The Brian Sullivan Blog
  • December 21, 2008 10:58 AM EST by Brian Sullivan

    UAW, Pensions & Retirement: The Black Swan Trumps the Sacred Cow

    Here's the scenario: The roof of your house is on fire.   At the same time a tree falls in your yard, smashing your neighbors fence.   The neighbor comes out and you begin discussing the broken fence, how to fix it and who should cover the cost.   You spend lots of time talking about this, reach a deal and feel good about it.    All while your roof keeps burning and eventually the entire home burns down.   The fence deal doesn't look so good after that.  Neither does the recently-approved auto loan package in that it does not address the "fire" of the massive UAW pension obligations.

    The Wall Street Journal describes the primary terms around the $17.4 billion dollar loan as:

    The deal's ambitious targets for the companies include replacing two-thirds of their debt with stock; using more stock instead of cash to fund retiree health-care obligations; eliminating much-criticized union "jobs banks" that pay laid-off auto workers; and establishing wage structures and workplace rules that are more competitive with foreign rivals.

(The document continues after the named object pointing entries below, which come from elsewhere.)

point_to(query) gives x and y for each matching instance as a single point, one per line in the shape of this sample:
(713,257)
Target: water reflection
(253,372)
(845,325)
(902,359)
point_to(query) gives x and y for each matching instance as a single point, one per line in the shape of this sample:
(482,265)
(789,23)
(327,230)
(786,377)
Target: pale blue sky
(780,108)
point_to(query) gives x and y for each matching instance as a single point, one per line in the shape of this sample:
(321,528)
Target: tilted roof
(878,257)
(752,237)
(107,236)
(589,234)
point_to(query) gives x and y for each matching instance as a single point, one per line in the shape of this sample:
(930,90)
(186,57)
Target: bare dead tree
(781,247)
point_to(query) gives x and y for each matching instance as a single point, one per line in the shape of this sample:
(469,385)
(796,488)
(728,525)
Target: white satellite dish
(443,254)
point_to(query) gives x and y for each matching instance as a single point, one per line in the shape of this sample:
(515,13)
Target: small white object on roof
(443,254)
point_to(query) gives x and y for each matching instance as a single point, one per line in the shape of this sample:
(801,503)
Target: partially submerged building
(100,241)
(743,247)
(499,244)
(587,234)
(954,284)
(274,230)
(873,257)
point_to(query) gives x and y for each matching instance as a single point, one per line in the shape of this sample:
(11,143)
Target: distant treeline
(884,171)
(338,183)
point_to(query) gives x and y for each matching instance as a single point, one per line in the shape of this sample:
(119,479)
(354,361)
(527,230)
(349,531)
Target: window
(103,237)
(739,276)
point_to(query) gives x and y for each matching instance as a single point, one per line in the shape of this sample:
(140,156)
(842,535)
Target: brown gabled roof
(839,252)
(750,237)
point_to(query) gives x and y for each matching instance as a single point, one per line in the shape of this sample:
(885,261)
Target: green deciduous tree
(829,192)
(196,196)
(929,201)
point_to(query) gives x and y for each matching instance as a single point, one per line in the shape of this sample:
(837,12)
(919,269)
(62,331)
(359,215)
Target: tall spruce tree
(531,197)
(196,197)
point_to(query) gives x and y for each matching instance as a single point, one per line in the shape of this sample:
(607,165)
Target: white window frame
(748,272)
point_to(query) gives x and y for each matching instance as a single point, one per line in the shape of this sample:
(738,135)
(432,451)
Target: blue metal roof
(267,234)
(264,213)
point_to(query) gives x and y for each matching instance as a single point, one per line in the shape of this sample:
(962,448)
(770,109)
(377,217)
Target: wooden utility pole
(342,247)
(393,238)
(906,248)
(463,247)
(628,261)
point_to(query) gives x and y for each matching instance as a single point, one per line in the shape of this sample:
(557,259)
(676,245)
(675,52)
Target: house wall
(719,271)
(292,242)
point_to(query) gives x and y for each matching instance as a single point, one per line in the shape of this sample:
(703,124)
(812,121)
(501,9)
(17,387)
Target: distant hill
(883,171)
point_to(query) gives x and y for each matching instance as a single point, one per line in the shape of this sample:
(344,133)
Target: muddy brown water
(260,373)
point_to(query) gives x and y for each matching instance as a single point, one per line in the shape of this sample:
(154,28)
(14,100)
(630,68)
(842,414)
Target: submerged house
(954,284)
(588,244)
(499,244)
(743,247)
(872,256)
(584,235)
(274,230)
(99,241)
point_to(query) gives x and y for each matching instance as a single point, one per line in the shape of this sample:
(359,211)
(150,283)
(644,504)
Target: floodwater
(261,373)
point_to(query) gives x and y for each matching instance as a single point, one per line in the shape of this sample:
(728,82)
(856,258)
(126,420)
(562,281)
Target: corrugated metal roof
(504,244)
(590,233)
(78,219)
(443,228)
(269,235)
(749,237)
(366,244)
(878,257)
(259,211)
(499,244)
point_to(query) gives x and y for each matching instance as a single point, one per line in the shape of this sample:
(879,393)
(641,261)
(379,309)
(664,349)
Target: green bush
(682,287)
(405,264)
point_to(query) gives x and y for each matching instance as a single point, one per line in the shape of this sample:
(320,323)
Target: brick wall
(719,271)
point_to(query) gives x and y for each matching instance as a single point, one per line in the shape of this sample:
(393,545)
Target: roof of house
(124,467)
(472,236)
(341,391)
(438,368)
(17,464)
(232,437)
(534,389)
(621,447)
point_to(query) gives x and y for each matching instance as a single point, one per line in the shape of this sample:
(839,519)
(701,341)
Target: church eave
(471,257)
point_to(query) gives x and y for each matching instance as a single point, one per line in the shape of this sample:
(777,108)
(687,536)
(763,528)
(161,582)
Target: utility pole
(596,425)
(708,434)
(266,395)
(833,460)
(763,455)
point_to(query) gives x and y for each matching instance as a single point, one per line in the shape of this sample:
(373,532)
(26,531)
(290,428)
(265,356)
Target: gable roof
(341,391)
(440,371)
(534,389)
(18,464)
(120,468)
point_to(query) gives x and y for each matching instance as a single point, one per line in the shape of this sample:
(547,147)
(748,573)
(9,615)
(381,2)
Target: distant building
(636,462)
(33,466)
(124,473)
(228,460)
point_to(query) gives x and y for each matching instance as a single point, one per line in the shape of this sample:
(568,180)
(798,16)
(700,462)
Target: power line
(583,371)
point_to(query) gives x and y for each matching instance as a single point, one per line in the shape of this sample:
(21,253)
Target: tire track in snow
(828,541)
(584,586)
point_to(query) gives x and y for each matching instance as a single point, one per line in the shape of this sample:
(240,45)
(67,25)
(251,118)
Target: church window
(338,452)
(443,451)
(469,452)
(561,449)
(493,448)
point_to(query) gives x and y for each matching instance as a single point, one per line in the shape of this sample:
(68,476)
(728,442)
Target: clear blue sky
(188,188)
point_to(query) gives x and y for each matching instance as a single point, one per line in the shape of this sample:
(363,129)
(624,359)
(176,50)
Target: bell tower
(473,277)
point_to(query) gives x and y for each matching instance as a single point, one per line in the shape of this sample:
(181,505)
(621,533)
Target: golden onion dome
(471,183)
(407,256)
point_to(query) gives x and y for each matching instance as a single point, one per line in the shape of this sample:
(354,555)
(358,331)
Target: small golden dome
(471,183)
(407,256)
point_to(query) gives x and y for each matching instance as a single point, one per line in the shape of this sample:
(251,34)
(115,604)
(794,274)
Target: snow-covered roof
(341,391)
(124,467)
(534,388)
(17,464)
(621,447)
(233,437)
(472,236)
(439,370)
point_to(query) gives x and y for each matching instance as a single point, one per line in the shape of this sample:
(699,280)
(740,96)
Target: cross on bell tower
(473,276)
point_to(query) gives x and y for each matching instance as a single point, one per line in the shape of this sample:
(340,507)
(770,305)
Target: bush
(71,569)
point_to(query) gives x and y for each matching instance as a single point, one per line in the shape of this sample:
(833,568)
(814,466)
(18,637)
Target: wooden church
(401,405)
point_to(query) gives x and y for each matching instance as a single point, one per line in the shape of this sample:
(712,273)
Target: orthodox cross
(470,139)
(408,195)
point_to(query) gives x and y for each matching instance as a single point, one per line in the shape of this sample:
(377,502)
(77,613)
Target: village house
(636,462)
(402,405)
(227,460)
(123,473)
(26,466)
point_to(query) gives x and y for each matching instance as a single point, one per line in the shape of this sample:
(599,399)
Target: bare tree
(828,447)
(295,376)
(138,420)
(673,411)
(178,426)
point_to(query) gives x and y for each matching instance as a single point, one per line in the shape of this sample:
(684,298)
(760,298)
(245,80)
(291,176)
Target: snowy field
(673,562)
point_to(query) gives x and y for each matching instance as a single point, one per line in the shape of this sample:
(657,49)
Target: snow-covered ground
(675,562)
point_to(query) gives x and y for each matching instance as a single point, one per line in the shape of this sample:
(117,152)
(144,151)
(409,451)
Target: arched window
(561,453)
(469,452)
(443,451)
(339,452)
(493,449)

    Notice the pension costs faced by GM and Chrysler are not even discussed.   They are obvious in their absence.   It is clear that the pensions are sacrosanct, the cow so sacred that it dare not even be discussed.   Sadly, that cow is also the one kicking the lamp over in the barn and setting off the inferno.

    Reference again the New York Times story a week ago laying out the cost differences between the domestic and foreign auto companies.   According to the article, on average GM, Ford and Chrysler pay $3 per hour more in actual wages, $5 per hour more in vacation and overtime, just $1 per more in current benefits, but a whopping $13 per hour more in legacy costs such as pensions.  Put another way, the legacy costs per worker per hour are more than all the other higher costs combined.   Yet the UAW, automakers and the government only continue to discuss the wages and health care issues and leave the real problem of pension reform presumably to the imagination.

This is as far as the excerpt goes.